The new professorship and center were created through a $2.76 million endowment from Robert Dale Burch, a Berkeley alumnus and a member of Gibson, Dunn and Crutcher, the largest law firm in California.
Auerbach became a Berkeley faculty member last July following a nationwide search that began in November 1992 with the announcement of the Burch endowments. The chancellor asked the search committee to find a senior professor who "combined scholarly distinction, teaching ability, leadership, and dedication to public service" and who would develop a nationally prominent center for research into tax policies and government efficiency.
Auerbach said he plans to make the Burch Center a source of reliable and non-partisan research.
"One of the most important roles of academics is to anticipate the research needs of government and translate that research so that it will be accessible to policy makers," he said. "It seems that in Washington, there is rarely adequate time to initiate an independent study.
"With so much outside information flowing in from parties directly interested in legislative outcomes, policy makers find it difficult to differentiate the good from the bad or determine what the evidence really is.
"This is where research sponsored by the Burch Center can provide a real public service."
The center will involve faculty from the economics department andfrom the law school and other professional schools.
In his new professorship, Auerbach plans to develop a course sequence on tax policy open to graduate students from all departments and professional schools.
This cross-disciplinary seminar will challenge students to think about the more important issues in tax policy from a variety of perspectives.
"Economists and lawyers are often concerned with the same issues without fully appreciating or taking advantage of this shared interest," said Auerbach.
Although the analogy is not precise, he added, " economists tend to take a bird's eye view of problems, simplifying in order to draw general conclusions, while lawyers take a worm's eye view, to get closer to provisions and rulings and determine if result matches intent.
"Each group can gain by seeing things from the other's perspective."
Auerbach taught at both Harvard University and the University of Pennsylvania before coming to Berkeley.
He received his PhD from Harvard in 1978.
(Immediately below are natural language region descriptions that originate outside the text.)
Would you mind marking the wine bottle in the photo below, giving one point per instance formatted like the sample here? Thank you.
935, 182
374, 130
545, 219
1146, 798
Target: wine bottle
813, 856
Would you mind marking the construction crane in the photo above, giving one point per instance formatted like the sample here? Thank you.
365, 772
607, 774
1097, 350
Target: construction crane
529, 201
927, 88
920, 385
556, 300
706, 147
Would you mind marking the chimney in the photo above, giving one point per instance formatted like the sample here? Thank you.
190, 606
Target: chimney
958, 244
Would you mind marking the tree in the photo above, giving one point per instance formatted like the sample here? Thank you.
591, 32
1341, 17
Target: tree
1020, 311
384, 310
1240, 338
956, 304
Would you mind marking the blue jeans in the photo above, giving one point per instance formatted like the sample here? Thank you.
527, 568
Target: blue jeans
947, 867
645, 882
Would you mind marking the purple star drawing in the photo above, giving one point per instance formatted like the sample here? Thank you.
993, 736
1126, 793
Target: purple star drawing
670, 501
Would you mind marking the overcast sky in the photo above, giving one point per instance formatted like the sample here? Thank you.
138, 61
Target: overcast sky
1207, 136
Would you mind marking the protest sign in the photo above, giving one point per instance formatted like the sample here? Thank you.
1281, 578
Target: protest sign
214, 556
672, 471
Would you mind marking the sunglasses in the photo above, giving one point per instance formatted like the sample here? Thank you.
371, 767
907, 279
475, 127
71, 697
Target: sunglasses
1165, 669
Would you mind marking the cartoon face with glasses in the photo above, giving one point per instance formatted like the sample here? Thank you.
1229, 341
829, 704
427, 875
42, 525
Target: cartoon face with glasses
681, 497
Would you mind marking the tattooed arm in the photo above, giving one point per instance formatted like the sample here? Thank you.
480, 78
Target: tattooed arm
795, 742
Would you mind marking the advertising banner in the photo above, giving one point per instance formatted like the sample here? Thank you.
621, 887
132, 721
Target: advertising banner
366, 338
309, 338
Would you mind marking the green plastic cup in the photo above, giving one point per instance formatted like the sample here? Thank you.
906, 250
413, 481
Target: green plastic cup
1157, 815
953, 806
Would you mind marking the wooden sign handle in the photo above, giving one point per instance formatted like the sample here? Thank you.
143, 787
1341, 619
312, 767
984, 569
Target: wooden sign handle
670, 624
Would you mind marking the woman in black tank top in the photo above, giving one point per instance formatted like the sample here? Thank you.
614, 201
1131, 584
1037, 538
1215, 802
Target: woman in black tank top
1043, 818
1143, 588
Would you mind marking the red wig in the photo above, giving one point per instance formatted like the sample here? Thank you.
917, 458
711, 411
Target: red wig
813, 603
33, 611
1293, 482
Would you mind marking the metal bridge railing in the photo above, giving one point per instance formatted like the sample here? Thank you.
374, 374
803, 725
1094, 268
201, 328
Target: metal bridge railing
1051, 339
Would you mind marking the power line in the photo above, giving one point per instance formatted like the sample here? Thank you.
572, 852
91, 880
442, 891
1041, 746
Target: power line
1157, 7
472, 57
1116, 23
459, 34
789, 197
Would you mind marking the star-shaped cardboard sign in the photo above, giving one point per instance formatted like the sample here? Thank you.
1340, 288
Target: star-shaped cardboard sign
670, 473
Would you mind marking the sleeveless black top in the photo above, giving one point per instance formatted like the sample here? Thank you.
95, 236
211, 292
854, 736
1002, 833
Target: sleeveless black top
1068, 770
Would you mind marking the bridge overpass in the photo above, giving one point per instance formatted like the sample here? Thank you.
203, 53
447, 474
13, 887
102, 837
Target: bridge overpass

In addition to teaching, he has worked as a consultant to the US Treasury, the Office of Management and Budget, the International Monetary Fund, the World Bank, the Swedish Ministry of Finance, and the Joint Committee on Taxation of the US Congress.
Auerbach has written many publications including "Dynamic Fiscal Policy" with Laurence Kotlikoff, "Handbook of Public Economics" with Martin Feldstein, and "The Taxation of Capital Income."
John Quigley, chair of the Economics Department, said that Burch, the alumnus who provided the recent endowment, hopes to create the pre-eminent national center for the study of tax policy and public finance.
During his distinguished legal career, Burch has specialized in tax law and its implications.
He has also been the president of the Law Trust, Tax, and Insurance Council, and has been a lecturer at the University of Southern California Institute of Federal Taxation and the UCLA Law School.
Burch received his BS in business administration from Berkeley in 1950 and his JD from Boalt Hall in 1953.